April, 1998: Nightwatch

The original, Danish, version of this movie, Nattevagten, was released four years prior to the remake and is regarded as the superior attempt at a horror/thriller– at least that’s what the internet thinks. In the end, the 1998 version ends up being a cheap emulation of a film that is three years its senior, David Fincher’s Se7en.

Where Se7en succeeds, Nightwatch utterly fails.


True to its name, Nightwatch follows the story of Martin (played by Ewan McGregor). Martin is in the throes of law school and finds a new job as a nightwatchman in a local morgue. It’s clear from the start that things are slightly off-kilter as the start of this job also marks the beginning of a murder investigation into the death of a prostitute that is transferred to the same morgue.

As Martin slips slowly into madness, prodded by his friend James (played by Josh Brolin), evidence begins to mount against him as his friends and co-workers turn against him. As more and more pieces fall into place, it is evident that someone is setting him up.

This film would be a total loss if it weren’t for the first thirty minutes. It’s clear that the director, Ole Bornedal, has a knack for establishing atmosphere. In particular, a scene where Martin is sitting in his booth, studying, while his reflection stares back at him through a window in front of him, waiting for something to strike, is suspenseful and important to the character’s development.

Aside from the first act and some inventive cinematography, there isn’t much this film does right. It reveals its mystery far too early and loses all momentum before its climax.

Matt: Watch it for the atmosphere
Gabe: Don't watch


January, 1998: Phantoms

Before Armageddon, before Dogma, before Changing Lanes, after… Goodwill Hunting? There was Phantoms. Why Ben Affleck took this inexplicable step backwards, I’ll never know; maybe he thought it would be good, maybe it was for the money, maybe he was already filming before Good Will Hunting was released.

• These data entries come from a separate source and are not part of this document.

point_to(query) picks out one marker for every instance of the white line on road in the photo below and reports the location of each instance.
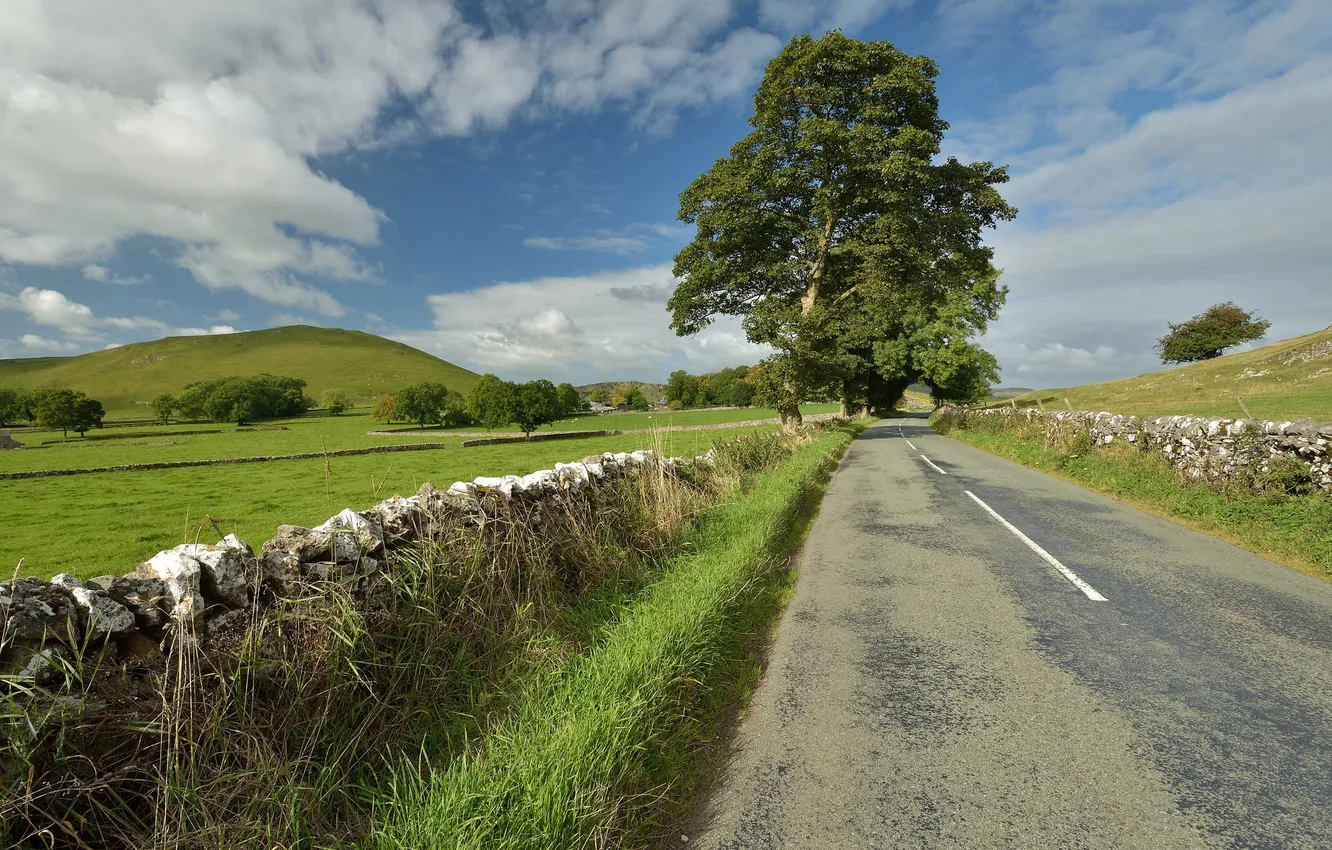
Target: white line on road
(1051, 560)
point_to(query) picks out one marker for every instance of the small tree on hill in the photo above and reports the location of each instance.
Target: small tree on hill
(163, 407)
(492, 401)
(8, 407)
(536, 404)
(1210, 333)
(336, 401)
(637, 400)
(454, 411)
(421, 403)
(68, 411)
(570, 401)
(384, 411)
(232, 400)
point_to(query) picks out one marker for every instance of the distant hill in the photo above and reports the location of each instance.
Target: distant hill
(1287, 380)
(650, 391)
(125, 379)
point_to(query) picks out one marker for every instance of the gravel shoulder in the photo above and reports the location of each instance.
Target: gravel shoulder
(935, 684)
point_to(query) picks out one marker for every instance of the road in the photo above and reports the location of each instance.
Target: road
(939, 682)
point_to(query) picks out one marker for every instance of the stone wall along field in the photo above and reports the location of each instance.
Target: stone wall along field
(200, 592)
(1202, 448)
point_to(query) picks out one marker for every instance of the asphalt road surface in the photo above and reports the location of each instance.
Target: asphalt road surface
(1111, 680)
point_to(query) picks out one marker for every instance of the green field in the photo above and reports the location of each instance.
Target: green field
(107, 522)
(1287, 380)
(128, 377)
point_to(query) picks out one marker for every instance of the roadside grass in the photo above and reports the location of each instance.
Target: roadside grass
(1287, 380)
(590, 756)
(1295, 530)
(313, 433)
(107, 522)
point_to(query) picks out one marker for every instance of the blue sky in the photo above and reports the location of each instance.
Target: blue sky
(496, 183)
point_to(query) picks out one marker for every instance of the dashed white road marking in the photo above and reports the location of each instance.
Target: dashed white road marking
(933, 464)
(1051, 560)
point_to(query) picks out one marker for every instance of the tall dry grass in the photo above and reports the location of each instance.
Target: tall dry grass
(287, 728)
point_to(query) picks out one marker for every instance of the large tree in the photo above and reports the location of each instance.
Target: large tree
(9, 412)
(492, 401)
(1210, 333)
(835, 235)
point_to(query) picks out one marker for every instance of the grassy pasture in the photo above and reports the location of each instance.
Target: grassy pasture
(1287, 380)
(128, 377)
(317, 433)
(105, 522)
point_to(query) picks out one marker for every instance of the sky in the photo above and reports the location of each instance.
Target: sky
(497, 181)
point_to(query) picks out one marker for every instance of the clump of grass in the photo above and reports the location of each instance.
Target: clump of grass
(288, 728)
(588, 760)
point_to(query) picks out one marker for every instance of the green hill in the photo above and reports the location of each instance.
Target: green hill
(125, 379)
(1287, 380)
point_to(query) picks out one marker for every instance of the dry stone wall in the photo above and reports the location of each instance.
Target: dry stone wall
(1203, 448)
(200, 592)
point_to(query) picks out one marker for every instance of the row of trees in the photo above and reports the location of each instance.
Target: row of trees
(727, 387)
(67, 409)
(236, 400)
(490, 404)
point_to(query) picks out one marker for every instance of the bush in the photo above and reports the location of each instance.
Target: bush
(1284, 474)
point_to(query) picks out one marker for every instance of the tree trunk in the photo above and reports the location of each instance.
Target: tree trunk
(790, 419)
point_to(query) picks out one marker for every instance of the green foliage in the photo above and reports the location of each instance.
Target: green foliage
(741, 395)
(569, 765)
(362, 364)
(536, 404)
(835, 235)
(492, 401)
(570, 401)
(384, 409)
(637, 400)
(8, 407)
(1210, 333)
(68, 411)
(244, 399)
(1296, 528)
(336, 401)
(163, 405)
(191, 403)
(422, 403)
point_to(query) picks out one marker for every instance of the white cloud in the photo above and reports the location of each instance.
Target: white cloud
(77, 323)
(601, 327)
(196, 121)
(280, 320)
(101, 273)
(1135, 220)
(31, 340)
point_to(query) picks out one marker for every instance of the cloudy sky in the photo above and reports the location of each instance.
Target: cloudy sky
(496, 181)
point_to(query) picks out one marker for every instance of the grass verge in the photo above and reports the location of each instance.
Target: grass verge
(1295, 530)
(589, 758)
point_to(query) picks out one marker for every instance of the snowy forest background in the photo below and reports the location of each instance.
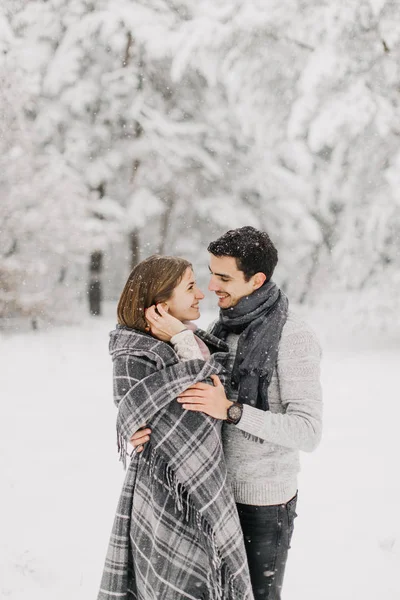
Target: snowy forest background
(130, 127)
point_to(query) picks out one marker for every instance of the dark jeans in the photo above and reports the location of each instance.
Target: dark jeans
(267, 534)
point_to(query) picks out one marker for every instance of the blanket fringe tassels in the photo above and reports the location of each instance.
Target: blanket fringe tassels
(122, 446)
(220, 582)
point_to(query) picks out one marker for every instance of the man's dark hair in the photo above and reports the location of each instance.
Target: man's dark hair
(253, 250)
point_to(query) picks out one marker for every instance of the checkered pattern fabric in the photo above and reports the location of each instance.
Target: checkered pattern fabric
(176, 533)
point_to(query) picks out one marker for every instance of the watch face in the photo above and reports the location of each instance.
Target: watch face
(235, 412)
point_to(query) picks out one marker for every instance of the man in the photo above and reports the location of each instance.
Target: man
(272, 406)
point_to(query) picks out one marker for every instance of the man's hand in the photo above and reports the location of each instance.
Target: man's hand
(209, 399)
(163, 326)
(140, 438)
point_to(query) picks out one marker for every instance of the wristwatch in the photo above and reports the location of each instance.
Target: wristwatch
(234, 413)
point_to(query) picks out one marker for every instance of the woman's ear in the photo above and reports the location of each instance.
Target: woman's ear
(259, 280)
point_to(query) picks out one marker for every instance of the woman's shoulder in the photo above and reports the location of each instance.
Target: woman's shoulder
(127, 341)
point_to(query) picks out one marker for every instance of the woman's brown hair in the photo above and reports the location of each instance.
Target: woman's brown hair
(152, 281)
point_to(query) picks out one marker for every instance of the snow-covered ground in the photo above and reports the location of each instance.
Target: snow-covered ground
(61, 477)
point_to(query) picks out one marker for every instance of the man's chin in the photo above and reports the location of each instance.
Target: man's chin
(224, 302)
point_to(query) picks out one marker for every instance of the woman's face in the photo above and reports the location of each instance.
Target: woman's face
(184, 302)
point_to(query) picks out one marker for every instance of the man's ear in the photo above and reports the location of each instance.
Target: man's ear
(259, 280)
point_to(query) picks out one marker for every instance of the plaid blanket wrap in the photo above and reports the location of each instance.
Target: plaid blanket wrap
(176, 533)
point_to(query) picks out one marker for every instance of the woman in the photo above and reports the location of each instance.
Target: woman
(176, 533)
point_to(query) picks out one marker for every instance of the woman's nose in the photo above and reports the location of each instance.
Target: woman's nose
(199, 294)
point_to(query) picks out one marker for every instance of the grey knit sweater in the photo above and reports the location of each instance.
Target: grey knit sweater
(263, 471)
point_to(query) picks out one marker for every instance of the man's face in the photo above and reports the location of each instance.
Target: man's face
(229, 283)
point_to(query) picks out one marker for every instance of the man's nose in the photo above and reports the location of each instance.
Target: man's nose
(212, 286)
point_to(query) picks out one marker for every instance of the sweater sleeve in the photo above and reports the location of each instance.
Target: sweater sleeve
(298, 368)
(185, 345)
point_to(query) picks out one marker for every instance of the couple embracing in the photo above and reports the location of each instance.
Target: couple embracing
(216, 420)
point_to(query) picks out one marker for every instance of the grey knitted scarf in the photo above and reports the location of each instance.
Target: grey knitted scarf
(259, 319)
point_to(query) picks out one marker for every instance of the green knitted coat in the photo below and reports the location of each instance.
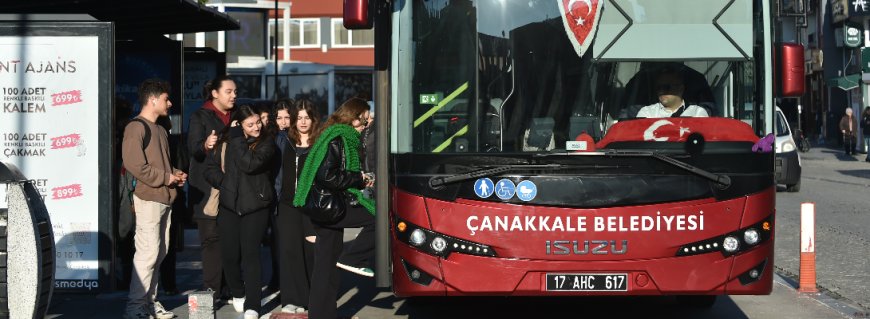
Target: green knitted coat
(317, 154)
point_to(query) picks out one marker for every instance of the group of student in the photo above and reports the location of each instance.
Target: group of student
(258, 160)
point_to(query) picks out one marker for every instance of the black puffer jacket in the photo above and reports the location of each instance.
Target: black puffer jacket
(332, 174)
(202, 122)
(247, 184)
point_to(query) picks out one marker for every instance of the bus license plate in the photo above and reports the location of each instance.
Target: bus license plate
(587, 282)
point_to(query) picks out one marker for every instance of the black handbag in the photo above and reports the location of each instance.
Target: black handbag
(325, 207)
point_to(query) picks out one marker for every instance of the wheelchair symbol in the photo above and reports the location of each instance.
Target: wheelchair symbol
(505, 189)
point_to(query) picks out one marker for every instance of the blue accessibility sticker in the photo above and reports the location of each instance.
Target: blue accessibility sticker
(505, 189)
(526, 191)
(483, 187)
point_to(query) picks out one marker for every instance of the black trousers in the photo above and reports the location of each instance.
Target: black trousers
(295, 254)
(326, 278)
(240, 248)
(212, 264)
(849, 144)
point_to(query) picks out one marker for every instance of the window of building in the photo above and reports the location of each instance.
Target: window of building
(304, 33)
(342, 37)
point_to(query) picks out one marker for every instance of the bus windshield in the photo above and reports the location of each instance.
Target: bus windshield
(496, 76)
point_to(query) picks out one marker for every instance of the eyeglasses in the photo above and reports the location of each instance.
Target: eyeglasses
(667, 87)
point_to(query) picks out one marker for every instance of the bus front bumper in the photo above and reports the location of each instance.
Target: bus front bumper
(419, 274)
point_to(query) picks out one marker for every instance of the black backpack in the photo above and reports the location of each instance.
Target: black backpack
(146, 139)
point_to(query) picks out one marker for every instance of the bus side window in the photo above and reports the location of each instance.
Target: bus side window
(539, 135)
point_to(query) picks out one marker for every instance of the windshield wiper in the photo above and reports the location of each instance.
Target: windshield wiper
(438, 181)
(722, 181)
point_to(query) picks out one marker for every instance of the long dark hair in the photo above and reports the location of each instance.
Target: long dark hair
(240, 114)
(214, 85)
(348, 111)
(308, 107)
(282, 105)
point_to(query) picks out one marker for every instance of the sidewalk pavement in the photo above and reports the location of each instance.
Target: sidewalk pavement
(188, 279)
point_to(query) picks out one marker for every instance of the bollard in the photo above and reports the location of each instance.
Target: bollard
(26, 248)
(807, 280)
(201, 304)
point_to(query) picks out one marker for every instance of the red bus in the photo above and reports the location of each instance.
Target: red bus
(577, 147)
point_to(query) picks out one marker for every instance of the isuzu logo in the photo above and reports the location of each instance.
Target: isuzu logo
(595, 247)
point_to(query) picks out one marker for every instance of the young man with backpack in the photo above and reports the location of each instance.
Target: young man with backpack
(148, 161)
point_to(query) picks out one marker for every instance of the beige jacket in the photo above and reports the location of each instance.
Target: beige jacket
(151, 167)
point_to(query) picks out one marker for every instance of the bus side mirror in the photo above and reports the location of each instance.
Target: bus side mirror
(790, 70)
(356, 14)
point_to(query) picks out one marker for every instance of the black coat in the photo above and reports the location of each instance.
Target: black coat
(246, 186)
(332, 174)
(202, 122)
(292, 163)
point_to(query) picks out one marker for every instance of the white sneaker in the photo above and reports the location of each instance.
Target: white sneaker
(291, 308)
(362, 271)
(162, 313)
(138, 312)
(239, 304)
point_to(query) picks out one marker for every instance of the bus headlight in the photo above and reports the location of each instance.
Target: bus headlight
(438, 244)
(418, 237)
(750, 236)
(730, 244)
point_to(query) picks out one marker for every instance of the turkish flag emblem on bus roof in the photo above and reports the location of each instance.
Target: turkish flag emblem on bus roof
(580, 18)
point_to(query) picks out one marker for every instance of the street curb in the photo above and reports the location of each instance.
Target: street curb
(845, 309)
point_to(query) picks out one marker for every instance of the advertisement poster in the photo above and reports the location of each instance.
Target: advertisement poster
(49, 91)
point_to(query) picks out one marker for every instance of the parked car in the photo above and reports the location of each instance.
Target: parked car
(788, 162)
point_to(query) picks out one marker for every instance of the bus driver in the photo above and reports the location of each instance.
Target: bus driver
(669, 88)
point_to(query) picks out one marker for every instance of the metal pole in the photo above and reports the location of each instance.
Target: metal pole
(383, 269)
(275, 44)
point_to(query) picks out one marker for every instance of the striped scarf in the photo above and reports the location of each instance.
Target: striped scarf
(317, 154)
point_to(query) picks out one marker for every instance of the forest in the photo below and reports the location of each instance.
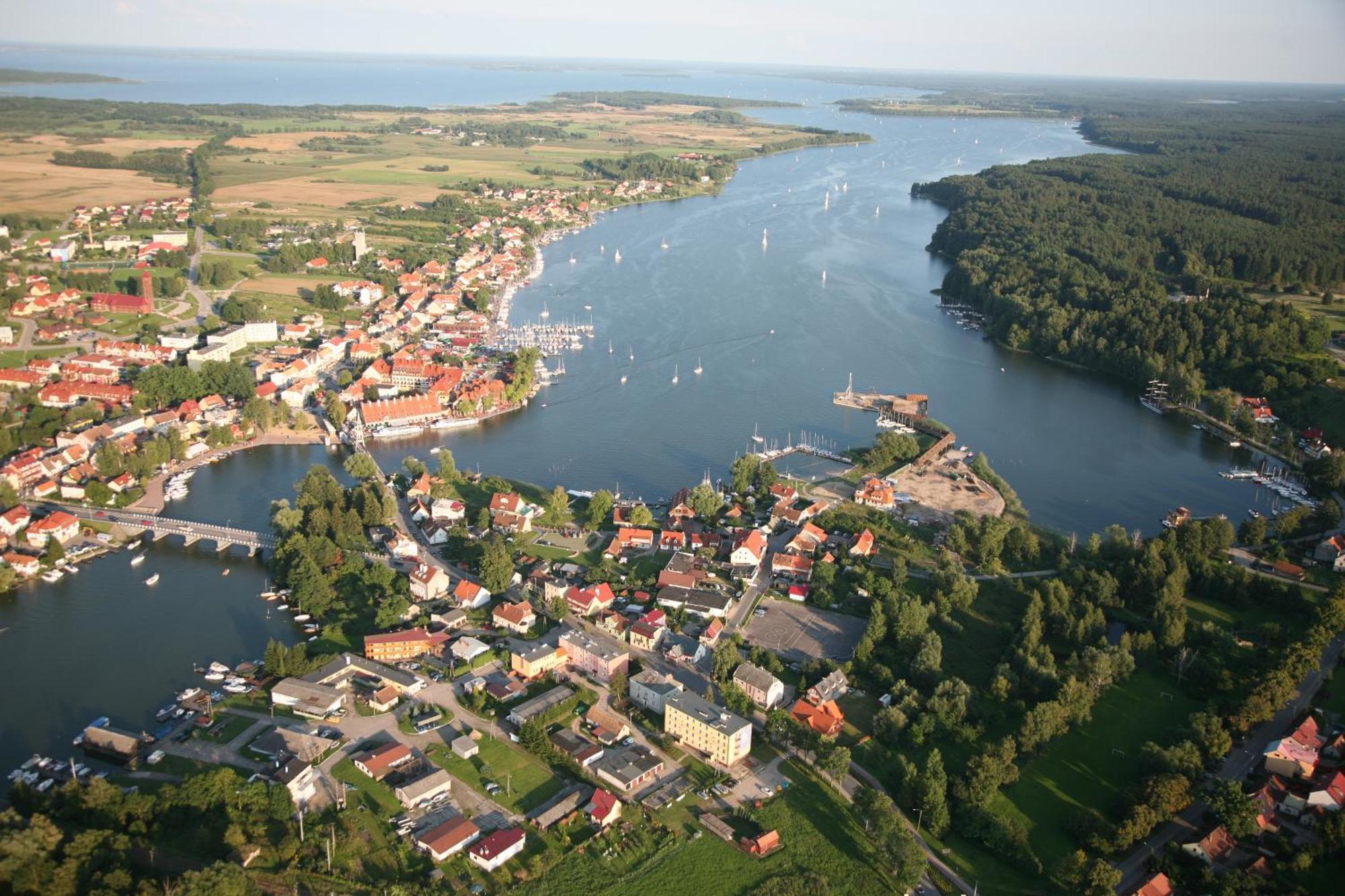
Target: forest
(1141, 264)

Phantoms is loosely based on a popular study from the early nineties: that flatworms were able to ingest other, ground-up flatworms and could inherit their memories and experiences. In this particular instance, they were able to solve a maze more quickly if they ate one of their kin. This script takes that hypothesis, adds some demons, and runs wild with it.

We open in a sleepy, winter town where two sisters, Lisa (Rose McGowan) and Jennifer (Joanna Going), plan to settle down for a while; mainly to get Lisa away from her abusive boyfriend in Los Angeles. What they find is an empty town and some putrefied, dead bodies.

When they try to find help, they run into some local law enforcement in Bryce (Ben Affleck) and Stu (Liev Schreiber). Shortly after, things go south and Stu is claimed by whatever has taken over the town. Timothy Flyte (Peter O’Toole) is recruited by the FBI to join in on the fun and explains that demons have been terrorizing the town and have been growing in strength for centuries because, when they consume people, sometimes entire armies, they learn what they fear and use that to claim more lives.

Naturally, there is a mysteriously helpful serum that Bryce uses to vanquish the monster once and for all, dispatching the threat for good.

Phantoms’ weaknesses are numerous and are equivalent, but not limited to: script, acting, sound design, and cinematography. It’s a flat movie with uninspiring performances and a coherent, but unimaginative plot, and many scenes will burst your ear drums if you aren’t careful. It’s hard to recommend even for some laughs with friends– there are much, much better bad movies for that.